[dpdk-dev] [RFC] ethdev: make rte flow API thread safe

Suanming Mou suanmingm at nvidia.com
Wed Sep 9 03:26:47 CEST 2020



> -----Original Message-----
> From: Stephen Hemminger <stephen at networkplumber.org>
> Sent: Tuesday, September 8, 2020 10:52 PM
> To: Suanming Mou <suanmingm at nvidia.com>
> Cc: Ori Kam <orika at mellanox.com>; John McNamara
> <john.mcnamara at intel.com>; Marko Kovacevic <marko.kovacevic at intel.com>;
> Matan Azrad <matan at mellanox.com>; Shahaf Shuler <shahafs at mellanox.com>;
> Viacheslav Ovsiienko <viacheslavo at mellanox.com>; NBU-Contact-Thomas
> Monjalon <thomas at monjalon.net>; Ferruh Yigit <ferruh.yigit at intel.com>;
> Andrew Rybchenko <arybchenko at solarflare.com>; dev at dpdk.org
> Subject: Re: [dpdk-dev] [RFC] ethdev: make rte flow API thread safe
> 
> On Mon, 7 Sep 2020 02:36:48 +0000
> Suanming Mou <suanmingm at nvidia.com> wrote:
> 
> > Hi,
> >
> > Sorry for my late reply due to the vacation.
> >
> > > What is the performance impact of this for currently working
> > > applications that use a single thread to program flow rules.  You
> > > are adding a couple of system calls to what was formerly a totally usermode
> operation.
> >
> 
> Read the source for glibc and see what pthread_mutex does

Yes, the pthread mutex lock will try CAS(Compare And Swap) with the atomic value first, if not success, have the futex syscall.
So it means in single thread case, no syscall will be introduced.
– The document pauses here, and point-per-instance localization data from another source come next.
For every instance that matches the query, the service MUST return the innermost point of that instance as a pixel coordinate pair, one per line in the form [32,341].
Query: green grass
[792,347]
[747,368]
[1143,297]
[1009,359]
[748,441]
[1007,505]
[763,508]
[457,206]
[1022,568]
And the testing code also shows pthread mutex have similar cycles with spin_lock.

> 
> > If I understand correctly, in the non-contended single thread case, pthread
> mutex lock should not go to the kernel space.
> > I also wrote a small application with pthread mutex, and strace shows no
> system call was introduced.
> >
> > Another simple testing code below is to check the cycles cost difference in
> every round between pthread mutex and spin_lock.
> >
> 
> Micro benchmarks of locking is hard to see.